彼女は通っている塾のニュースに公式試合に出場した時の写真を撮影して欲しかった願望もあった。
春に果たせなかったことを成し遂げるべく、小夜は体の不調を出しながらも、非公式大会に出場し、己の技術を向上させていく。
そしてリーグ戦! 結果は八位!
小夜は遂にどちらのレギュラーになれる権利をとれたのだ。
周りの人間共はさぞかし驚いただろう! 愚鈍な小夜に負けたのは、ある種の屈辱だったかもしれない。
小夜は嬉しくて堪らなかった。
――最後になってしまったが、出場出来る! 今まで写真に滅多に撮られなかったが、今回は私の記録が残る!ようやくだ! ようやく私も記憶を残される存在となったのだ!
小夜は、己の価値を見いだせた気でいた。
現実は、上手くいかない。
個人戦、一回戦敗退。
団体戦、初戦敗退。
写真は小夜だけ撮られなかった。
――嗚呼、嗚呼、嗚呼!! そうか、そうか、これが現実か!! 残される記録は大したことなく、自身の記憶すら撮影されないのか! 理由は分かっているさ! 個人戦は己の驕りと傲慢が招いたものが原因で。

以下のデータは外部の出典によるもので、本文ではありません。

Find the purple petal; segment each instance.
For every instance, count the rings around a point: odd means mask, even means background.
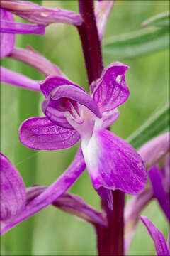
[[[120,63],[112,63],[103,70],[96,81],[93,98],[102,112],[114,110],[129,97],[125,82],[125,71],[128,68]]]
[[[1,158],[1,221],[8,221],[24,208],[26,187],[22,178],[10,161],[2,154]]]
[[[45,8],[28,1],[1,1],[1,6],[36,24],[64,23],[79,26],[82,18],[79,14],[57,8]]]
[[[169,151],[169,133],[162,134],[146,143],[138,151],[147,169],[157,164]]]
[[[66,77],[57,66],[50,63],[30,46],[27,46],[27,50],[13,48],[10,57],[36,68],[45,76],[55,75]]]
[[[58,198],[62,196],[67,190],[76,181],[84,171],[86,164],[81,150],[79,150],[74,160],[67,171],[47,189],[40,196],[30,201],[23,212],[9,223],[1,226],[3,234],[11,229],[18,223],[32,216],[45,207],[47,207]]]
[[[7,21],[14,21],[13,15],[9,12],[0,9],[1,11],[1,20]],[[1,34],[1,58],[9,55],[14,46],[15,35],[6,33],[0,33]]]
[[[163,234],[146,216],[141,216],[140,219],[147,228],[151,238],[154,241],[157,255],[169,256],[169,252]]]
[[[166,156],[164,166],[162,169],[162,183],[167,193],[170,191],[170,154]]]
[[[68,111],[67,109],[64,109],[63,101],[60,100],[60,99],[65,100],[66,98],[86,107],[98,117],[101,118],[102,117],[96,103],[86,92],[66,79],[59,77],[49,77],[40,84],[40,88],[45,97],[47,97],[49,93],[51,93],[51,100],[49,102],[49,106],[51,107],[57,109],[57,110],[62,109],[63,112]],[[47,107],[48,105],[47,105],[46,107]],[[45,112],[46,109],[43,110],[43,111]]]
[[[107,130],[94,132],[81,147],[96,190],[120,189],[132,195],[142,191],[147,171],[140,156],[127,142]]]
[[[50,93],[60,85],[72,85],[74,87],[81,90],[83,92],[86,91],[79,86],[74,84],[67,79],[59,76],[49,76],[44,81],[40,83],[40,88],[45,97],[47,97]]]
[[[98,1],[95,8],[95,15],[99,38],[101,41],[105,26],[106,25],[110,13],[113,7],[115,1]]]
[[[0,31],[7,33],[44,35],[45,27],[43,25],[32,25],[2,21],[1,21]]]
[[[152,185],[154,196],[157,199],[169,221],[170,221],[169,193],[164,188],[161,170],[156,165],[149,171],[149,178]]]
[[[142,193],[133,196],[126,205],[125,210],[124,241],[125,252],[128,251],[135,235],[140,213],[152,198],[153,191],[152,188],[147,188]]]
[[[106,112],[102,114],[103,119],[103,129],[107,129],[110,127],[119,117],[119,111],[115,109],[112,111]]]
[[[32,187],[26,188],[26,201],[27,203],[35,198],[47,189],[45,186],[34,185]]]
[[[38,150],[57,150],[74,146],[79,133],[54,124],[47,117],[33,117],[23,122],[19,129],[21,142]]]
[[[23,75],[1,67],[1,82],[26,89],[40,91],[39,81],[33,80]]]

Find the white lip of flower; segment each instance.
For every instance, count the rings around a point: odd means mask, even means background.
[[[89,140],[94,130],[101,127],[102,119],[98,118],[86,107],[77,103],[78,110],[73,105],[69,112],[64,112],[69,123],[80,134],[82,140]],[[78,113],[79,111],[79,113]]]

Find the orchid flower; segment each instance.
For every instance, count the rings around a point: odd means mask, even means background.
[[[14,22],[13,14],[35,25]],[[45,8],[30,1],[1,1],[1,58],[11,53],[16,33],[43,35],[45,26],[53,23],[79,26],[82,18],[72,11]]]
[[[91,96],[65,78],[47,77],[40,84],[46,98],[42,105],[46,117],[28,119],[19,130],[21,143],[38,150],[67,149],[81,139],[93,186],[109,203],[111,190],[136,194],[146,183],[147,171],[140,155],[106,129],[118,119],[117,107],[129,96],[125,80],[128,69],[120,63],[105,68],[91,85]]]
[[[140,219],[147,228],[149,235],[154,241],[157,255],[158,256],[169,256],[170,253],[169,245],[166,244],[163,234],[147,217],[141,216]]]
[[[30,46],[28,46],[28,49],[14,48],[10,57],[36,68],[45,76],[56,75],[66,77],[56,65],[50,63]],[[41,91],[39,81],[33,80],[4,67],[1,67],[0,80],[28,90]]]
[[[138,151],[149,169],[151,181],[140,194],[128,203],[125,210],[125,250],[130,247],[140,213],[153,198],[157,198],[169,220],[169,133],[161,134],[147,142]],[[162,159],[162,168],[157,164]]]
[[[49,188],[45,189],[44,187],[36,186],[26,189],[17,169],[4,155],[0,154],[1,234],[52,203],[57,207],[66,207],[67,212],[71,211],[69,208],[72,205],[72,210],[79,218],[82,218],[84,214],[85,220],[104,225],[101,214],[86,205],[79,198],[65,195],[64,201],[61,198],[60,201],[56,201],[85,169],[86,165],[81,154],[81,150],[79,150],[67,170]],[[70,197],[71,199],[69,199]],[[72,203],[74,203],[74,207]]]

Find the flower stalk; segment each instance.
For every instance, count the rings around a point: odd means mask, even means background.
[[[85,59],[89,83],[96,80],[103,69],[93,0],[79,0],[79,12],[84,21],[77,26]]]
[[[84,21],[77,26],[84,55],[89,84],[96,80],[103,69],[101,45],[98,36],[93,0],[79,0],[79,12]],[[102,198],[107,227],[96,225],[98,255],[123,255],[125,193],[112,192],[113,210]]]

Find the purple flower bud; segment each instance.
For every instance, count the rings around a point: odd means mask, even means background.
[[[28,1],[1,0],[1,6],[35,24],[47,26],[52,23],[63,23],[79,26],[82,23],[81,16],[74,11],[46,8]]]

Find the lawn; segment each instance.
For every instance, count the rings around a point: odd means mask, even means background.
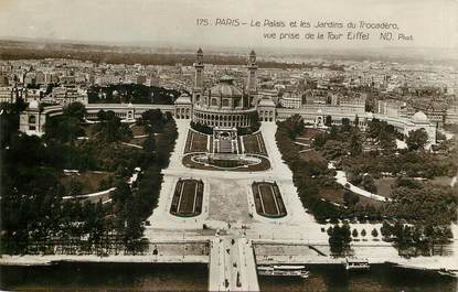
[[[189,130],[184,153],[206,152],[207,136]]]
[[[247,134],[243,137],[243,144],[245,153],[267,155],[266,147],[264,144],[263,134],[260,132],[255,134]]]
[[[377,187],[377,195],[388,197],[396,183],[395,177],[383,177],[375,180],[375,186]]]
[[[64,185],[66,192],[68,193],[70,184],[72,181],[81,182],[83,184],[82,194],[90,194],[96,193],[100,190],[100,182],[103,180],[108,181],[109,179],[114,177],[113,173],[109,172],[83,172],[79,175],[72,174],[72,175],[64,175],[61,179],[61,183]],[[109,186],[110,187],[110,186]]]
[[[253,183],[252,191],[257,214],[266,217],[284,217],[286,208],[277,185],[273,183]]]
[[[203,183],[195,180],[177,182],[170,213],[177,216],[196,216],[202,210]]]

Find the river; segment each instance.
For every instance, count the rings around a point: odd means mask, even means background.
[[[206,291],[206,264],[76,263],[0,267],[1,290]],[[308,279],[259,277],[262,291],[400,292],[457,291],[457,279],[430,271],[374,264],[368,272],[342,266],[308,266]]]

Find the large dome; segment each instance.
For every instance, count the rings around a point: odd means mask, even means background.
[[[426,117],[425,112],[417,111],[413,117],[412,120],[414,122],[429,122],[428,117]]]
[[[243,93],[239,88],[234,85],[234,78],[228,75],[224,75],[220,78],[220,83],[210,88],[211,96],[222,97],[242,97]]]

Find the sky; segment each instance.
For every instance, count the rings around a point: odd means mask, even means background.
[[[212,25],[196,25],[207,19]],[[215,19],[238,19],[239,26],[216,26]],[[252,28],[265,20],[286,28]],[[347,33],[368,30],[288,28],[291,21],[388,22],[413,41],[383,42],[380,30],[369,41],[348,41]],[[342,33],[326,40],[328,31]],[[324,40],[278,40],[281,33],[317,34]],[[276,33],[267,40],[264,33]],[[0,39],[46,39],[177,47],[379,47],[458,50],[458,0],[0,0]]]

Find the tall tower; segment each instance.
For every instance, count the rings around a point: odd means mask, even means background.
[[[195,78],[194,78],[194,90],[193,90],[193,100],[192,102],[200,102],[203,93],[203,52],[202,48],[199,47],[198,54],[195,56]]]
[[[257,91],[257,84],[256,84],[256,71],[257,71],[257,62],[256,62],[256,53],[254,50],[249,53],[248,57],[248,80],[246,84],[247,91],[249,95],[249,105],[253,105],[253,98]]]

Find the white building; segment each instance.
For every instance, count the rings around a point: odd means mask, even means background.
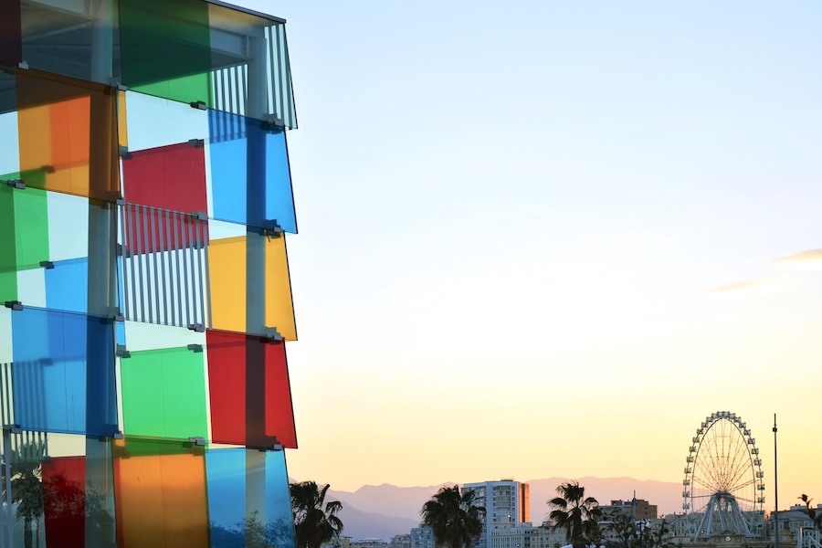
[[[473,490],[474,504],[485,507],[482,535],[474,548],[491,548],[491,534],[494,530],[511,529],[531,522],[531,495],[527,483],[502,480],[466,483],[462,489]]]
[[[412,529],[411,548],[436,548],[434,530],[430,527],[415,527]]]

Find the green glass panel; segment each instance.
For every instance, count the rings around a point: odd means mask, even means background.
[[[203,353],[132,352],[121,362],[123,432],[187,439],[206,437]]]
[[[201,77],[211,70],[207,3],[121,0],[120,22],[126,86],[175,100],[206,100],[207,78]],[[181,79],[186,81],[173,81]],[[195,83],[206,87],[194,90]]]
[[[46,191],[17,189],[14,194],[17,269],[38,269],[48,260],[48,211]]]
[[[212,106],[211,86],[207,74],[194,74],[132,88],[133,91],[183,102],[203,101]]]
[[[116,0],[25,2],[18,13],[22,60],[32,68],[101,84],[119,79]]]
[[[0,181],[20,174],[0,175]],[[17,271],[39,269],[48,260],[46,192],[0,183],[0,302],[17,300]]]
[[[11,178],[4,175],[0,179]],[[0,184],[0,303],[17,300],[17,251],[15,242],[15,190]]]

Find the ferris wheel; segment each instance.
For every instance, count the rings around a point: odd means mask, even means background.
[[[688,449],[682,510],[692,532],[707,538],[731,531],[762,533],[764,483],[762,460],[742,417],[717,411],[705,418]]]

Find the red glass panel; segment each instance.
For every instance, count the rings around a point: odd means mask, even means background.
[[[206,153],[187,142],[131,153],[122,162],[126,202],[207,214]]]
[[[83,548],[86,518],[86,458],[55,457],[42,464],[46,544]]]
[[[295,448],[285,344],[207,331],[212,438],[252,448]]]

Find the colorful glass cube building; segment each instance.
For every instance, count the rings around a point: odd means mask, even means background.
[[[0,14],[0,546],[293,546],[285,21]]]

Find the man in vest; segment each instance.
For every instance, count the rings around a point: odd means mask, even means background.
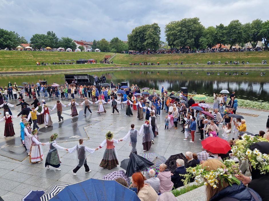
[[[114,112],[115,111],[115,110],[116,109],[116,111],[118,112],[118,114],[119,111],[118,110],[118,108],[117,108],[117,103],[120,104],[121,103],[121,102],[116,100],[116,99],[115,99],[115,97],[114,96],[112,96],[112,99],[111,100],[108,102],[107,103],[112,103],[112,107],[113,107],[113,109],[112,113],[111,114],[114,114]]]
[[[120,140],[121,141],[123,140],[126,140],[130,137],[130,144],[132,146],[132,150],[129,156],[129,158],[131,157],[131,155],[132,153],[137,155],[137,151],[136,148],[137,143],[137,135],[139,135],[139,136],[140,135],[139,131],[134,129],[134,124],[131,125],[131,130],[129,131],[127,134]]]
[[[72,172],[74,175],[76,175],[76,172],[77,172],[81,167],[84,165],[85,168],[85,172],[86,173],[90,172],[92,171],[90,170],[89,166],[87,165],[87,159],[86,158],[86,152],[88,151],[90,153],[93,153],[95,151],[98,150],[98,149],[90,149],[86,147],[83,144],[83,139],[80,139],[78,141],[79,143],[76,145],[73,148],[67,149],[66,150],[69,153],[74,153],[76,151],[77,153],[78,158],[78,165],[72,171]]]
[[[80,104],[81,105],[82,105],[84,103],[85,103],[85,107],[84,108],[84,113],[83,114],[83,115],[86,115],[86,112],[87,111],[87,109],[90,111],[90,113],[91,114],[92,111],[91,111],[91,110],[90,109],[90,103],[92,104],[93,103],[91,101],[88,100],[86,97],[85,97],[84,98],[84,99],[85,99],[85,100]]]
[[[32,121],[33,121],[32,130],[33,131],[35,130],[36,128],[37,129],[37,131],[39,130],[39,127],[36,124],[37,122],[37,117],[36,115],[40,115],[40,113],[37,111],[35,107],[32,107],[32,111],[30,111],[29,113],[29,115],[28,115],[28,118],[27,119],[28,119],[28,121],[29,121],[30,118],[32,118]]]
[[[61,122],[61,119],[62,119],[63,121],[64,121],[64,117],[61,116],[62,115],[62,112],[63,110],[63,107],[65,107],[67,105],[64,105],[62,103],[60,102],[60,101],[57,101],[57,103],[55,104],[55,105],[52,108],[52,111],[57,108],[57,115],[58,115],[58,118],[59,119],[59,121],[58,122]]]

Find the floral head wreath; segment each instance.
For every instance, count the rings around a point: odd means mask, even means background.
[[[261,174],[265,174],[269,172],[269,155],[262,154],[257,149],[253,151],[250,149],[250,146],[256,142],[268,141],[260,136],[246,134],[243,135],[241,138],[233,146],[232,151],[233,154],[239,160],[248,159],[253,168],[259,170]]]
[[[33,135],[35,134],[37,132],[37,129],[35,129],[34,130],[33,130],[33,131],[32,131],[32,135]]]
[[[111,134],[111,136],[110,137],[108,137],[108,134]],[[107,133],[106,133],[106,139],[108,140],[111,140],[113,138],[113,133],[110,132],[109,131],[108,131]]]
[[[52,136],[50,136],[50,142],[53,142],[56,139],[56,138],[58,137],[58,134],[57,133],[53,133],[52,135],[52,135],[53,135],[53,137],[52,137]]]
[[[236,163],[235,161],[231,159],[225,161],[223,164],[226,168],[223,167],[223,168],[218,168],[215,170],[208,170],[202,168],[201,165],[197,165],[196,167],[187,168],[187,174],[180,175],[186,178],[182,180],[185,185],[187,184],[191,178],[193,177],[195,181],[198,184],[203,182],[206,186],[209,185],[214,188],[218,188],[217,184],[219,182],[222,186],[223,181],[231,186],[234,183],[240,184],[240,181],[234,176],[234,174],[242,174],[238,164]]]

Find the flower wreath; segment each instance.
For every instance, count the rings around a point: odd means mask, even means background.
[[[52,135],[53,135],[53,137],[52,138],[51,136],[50,138],[50,142],[53,142],[56,139],[56,138],[58,137],[58,133],[53,133]]]
[[[109,134],[109,133],[110,133],[110,134],[111,134],[111,137],[108,137],[108,134]],[[110,140],[111,140],[111,139],[112,139],[113,138],[113,133],[112,133],[112,132],[110,132],[109,131],[108,131],[107,133],[106,133],[106,139],[108,139]]]
[[[240,160],[248,159],[253,168],[259,170],[261,174],[269,172],[269,155],[262,154],[257,149],[253,151],[250,149],[250,146],[256,142],[269,141],[260,136],[252,136],[245,133],[241,138],[242,139],[236,141],[232,148],[233,154]]]
[[[198,184],[203,182],[206,186],[209,184],[214,188],[217,188],[217,184],[219,182],[221,182],[222,185],[223,180],[230,186],[234,183],[240,184],[240,181],[234,176],[242,174],[239,164],[236,163],[235,161],[231,159],[224,161],[223,163],[226,168],[218,168],[215,170],[207,170],[202,168],[201,165],[198,165],[196,167],[190,167],[186,169],[187,174],[180,175],[185,178],[182,180],[185,185],[189,182],[191,178],[194,177],[194,180]]]

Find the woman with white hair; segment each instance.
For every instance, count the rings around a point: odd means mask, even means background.
[[[171,180],[174,183],[174,187],[175,188],[184,185],[181,180],[185,179],[185,178],[180,175],[187,174],[186,168],[184,166],[184,161],[182,159],[178,159],[176,161],[177,163],[177,169],[175,170],[175,173],[171,173]]]
[[[14,128],[13,128],[12,119],[17,118],[17,116],[10,115],[8,112],[6,112],[5,113],[5,116],[0,119],[0,122],[3,121],[4,120],[6,120],[5,125],[4,136],[5,137],[13,136],[15,135],[15,132],[14,131]]]

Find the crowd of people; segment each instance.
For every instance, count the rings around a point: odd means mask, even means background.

団体戦はそれを引きずり切り替えることが出来なかったのが原因!! 何故、何故、何故!? 一勝することもせず終わった私の六月! そうだあの時、負けてしまったとき泣いたからか? きっと同期も後輩も、顧問も唖然としただろう。お前らには分かるまい。私の下克上のなれのはてを。分かってたまるか! お前らなんぞに、私の気持ちが分かってたまるか! 撮影者も撮影者だ。何故、何故、何故、私だけ、私だけ! 撮ってくれなかった!他の子は撮られているのに! 他の人間がなかったら私は諦めがついた! どうして私だけ、撮ってはくださらなかった。分かっております、分かっております。撮影の方のご事情は。ですが、でも、だが、だが! だが!
どうして、私の努力は報われなかったの!
嗚呼、十四の小夜…わたくしが叫んでおります。
いくら年月が経とうと、止まったままなのです。
わたくしが今出来るのはこの子を抱きしめ続けることです。
誰かにお話をすれば、捨てたほうがいいと言われるでしょう。
楽になると。
しかし、わたくしには出来ませんでした。これから先も出来ないでしょう。
『十四歳の小夜』はわたくしにとって、たいせつなものです。
わたくしの『今』はこの子を抱えて、未完成のままで生き続けているのですから。